His wealth was built on AirAsia, the struggling carrier he bought for a few pence and turned into a business worth more than £2bn, using what he calls his “little recipe”. He has high hopes the same approach – “My whole philosophy is polishing an unfinished diamond” – will revitalise car manufacturer Caterham, whose name will replace Lotus in his Formula One team next year, and also QPR, who he believes can make money long term.
One part of that plan involves moving to a new stadium and Fernandes confirms the club have identified soon-to-be-former BBC premises at White City as the preferred site. “It’s true, but it’s one hell of a job,” he says. “Without a doubt I think QPR could fill a 40,000-seat stadium, and a bit more. I’ve only looked at White City. Logically, I’d like to stay where we were born, so we haven’t looked at other sites.”
Overseas owners have been accused of heresy for floating the idea of scrapping relegation and, in the case of Liverpool’s American investors, switching from collective to individual selling of broadcast rights. Fernandes is firmly opposed to both proposals and insists he cannot see them gaining sufficient support.
“No I really can’t. I think, if we stay up, in 10 years time we could be as popular as Liverpool. Secondly, the Premier League was set up in this structure. It’s not right to say ‘Drop this, screw everybody else’.”
Fernandes, who calls Kuala Lumpur home but has a house in London, has compiled a shopping list for the January transfer window. However, Beckham, who may leave LA Galaxy, is unlikely to be on it, despite QPR’s interest.

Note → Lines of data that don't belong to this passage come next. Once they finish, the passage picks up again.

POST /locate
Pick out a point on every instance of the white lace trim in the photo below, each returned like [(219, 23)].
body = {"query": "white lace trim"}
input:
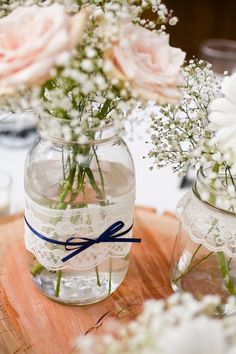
[(207, 226), (85, 222)]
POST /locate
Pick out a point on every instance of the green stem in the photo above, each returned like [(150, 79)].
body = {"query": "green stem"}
[(194, 266), (224, 268), (57, 291), (100, 172), (98, 277)]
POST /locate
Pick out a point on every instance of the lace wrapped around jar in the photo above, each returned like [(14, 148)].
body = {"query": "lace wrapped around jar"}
[(79, 207), (204, 257)]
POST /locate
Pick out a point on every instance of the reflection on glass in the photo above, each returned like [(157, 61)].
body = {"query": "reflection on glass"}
[(5, 191)]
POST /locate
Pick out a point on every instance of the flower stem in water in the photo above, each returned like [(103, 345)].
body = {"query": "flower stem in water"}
[(57, 290), (110, 275), (98, 277)]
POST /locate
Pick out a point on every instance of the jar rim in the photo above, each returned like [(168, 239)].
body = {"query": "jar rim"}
[(51, 128), (209, 205)]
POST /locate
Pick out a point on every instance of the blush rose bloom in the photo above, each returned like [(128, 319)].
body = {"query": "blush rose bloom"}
[(148, 62), (32, 40)]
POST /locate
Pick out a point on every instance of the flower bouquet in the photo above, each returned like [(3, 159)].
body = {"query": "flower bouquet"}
[(199, 133), (83, 67)]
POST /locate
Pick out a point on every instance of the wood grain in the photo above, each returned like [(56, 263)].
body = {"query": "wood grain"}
[(32, 324)]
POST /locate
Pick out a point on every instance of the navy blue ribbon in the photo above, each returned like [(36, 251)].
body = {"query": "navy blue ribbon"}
[(110, 235)]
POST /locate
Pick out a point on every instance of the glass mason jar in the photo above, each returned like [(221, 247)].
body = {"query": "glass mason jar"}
[(204, 256), (78, 191)]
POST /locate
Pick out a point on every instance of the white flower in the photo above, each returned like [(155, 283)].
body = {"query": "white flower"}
[(202, 335), (223, 115)]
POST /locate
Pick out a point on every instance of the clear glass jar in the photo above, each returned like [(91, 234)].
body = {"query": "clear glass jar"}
[(204, 257), (75, 191)]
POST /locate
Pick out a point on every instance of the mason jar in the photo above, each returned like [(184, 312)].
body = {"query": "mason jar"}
[(79, 211), (204, 257)]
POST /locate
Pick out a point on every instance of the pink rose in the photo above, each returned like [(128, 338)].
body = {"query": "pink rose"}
[(32, 39), (148, 62)]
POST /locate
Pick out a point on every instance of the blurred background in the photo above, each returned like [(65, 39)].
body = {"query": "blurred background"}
[(200, 20), (206, 29)]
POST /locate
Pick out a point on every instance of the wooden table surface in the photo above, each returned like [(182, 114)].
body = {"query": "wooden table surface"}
[(31, 323)]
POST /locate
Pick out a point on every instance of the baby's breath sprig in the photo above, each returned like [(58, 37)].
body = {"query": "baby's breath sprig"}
[(180, 137)]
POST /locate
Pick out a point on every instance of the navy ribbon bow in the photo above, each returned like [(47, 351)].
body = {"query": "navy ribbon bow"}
[(110, 235)]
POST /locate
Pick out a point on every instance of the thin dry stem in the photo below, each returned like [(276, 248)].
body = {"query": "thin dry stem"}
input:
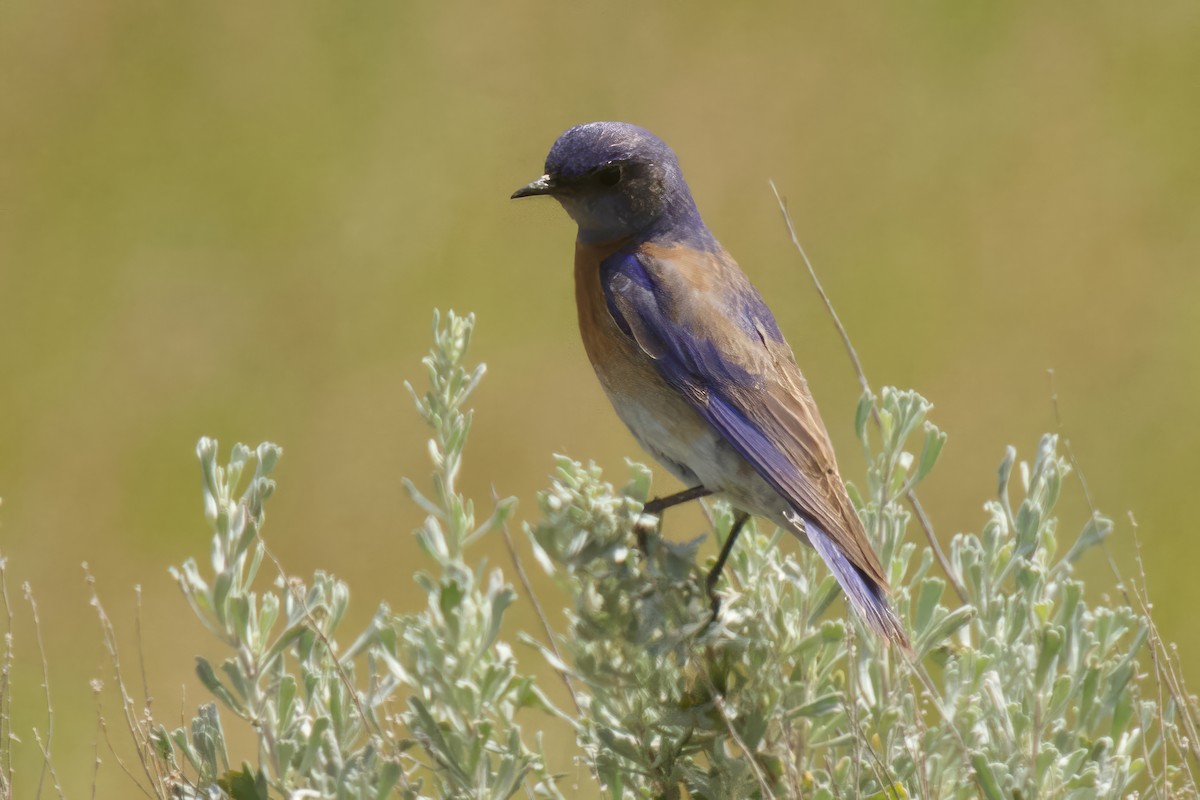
[(910, 494), (5, 689), (537, 607), (1165, 669), (150, 767), (47, 764)]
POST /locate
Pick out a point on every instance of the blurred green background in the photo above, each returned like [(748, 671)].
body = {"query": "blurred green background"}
[(235, 218)]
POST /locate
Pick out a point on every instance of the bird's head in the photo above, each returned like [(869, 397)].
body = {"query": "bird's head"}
[(617, 180)]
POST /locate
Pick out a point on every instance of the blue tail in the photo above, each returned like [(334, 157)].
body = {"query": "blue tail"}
[(868, 597)]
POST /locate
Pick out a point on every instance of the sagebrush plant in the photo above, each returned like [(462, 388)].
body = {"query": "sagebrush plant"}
[(1015, 687)]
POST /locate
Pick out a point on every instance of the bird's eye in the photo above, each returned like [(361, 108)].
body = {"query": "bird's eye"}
[(609, 175)]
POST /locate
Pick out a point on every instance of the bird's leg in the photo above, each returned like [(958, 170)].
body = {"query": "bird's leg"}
[(714, 575), (658, 505)]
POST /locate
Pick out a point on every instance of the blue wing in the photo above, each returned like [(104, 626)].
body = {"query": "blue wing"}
[(712, 338)]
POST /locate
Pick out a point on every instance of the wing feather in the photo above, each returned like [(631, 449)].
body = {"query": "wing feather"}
[(713, 338)]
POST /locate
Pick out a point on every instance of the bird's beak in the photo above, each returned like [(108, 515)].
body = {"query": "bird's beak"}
[(544, 185)]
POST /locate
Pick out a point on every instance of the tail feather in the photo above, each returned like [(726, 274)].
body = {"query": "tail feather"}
[(868, 597)]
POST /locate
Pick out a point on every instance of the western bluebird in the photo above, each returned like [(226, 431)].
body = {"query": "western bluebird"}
[(694, 361)]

“I think signing Beckham is dead in the water, to be honest,” he admits. “It was a nice thought but midfield is probably one of our strongest parts and I’m not sure where Beckham would play, to be honest. We had initial discussions. It will be nicer in this transfer window because we have a bit of time. We’ve got a list, I’ve told everyone to dream big and they certainly have.”
With Fernandes at the helm, it looks like QPR will be giving people plenty to talk about for years to come.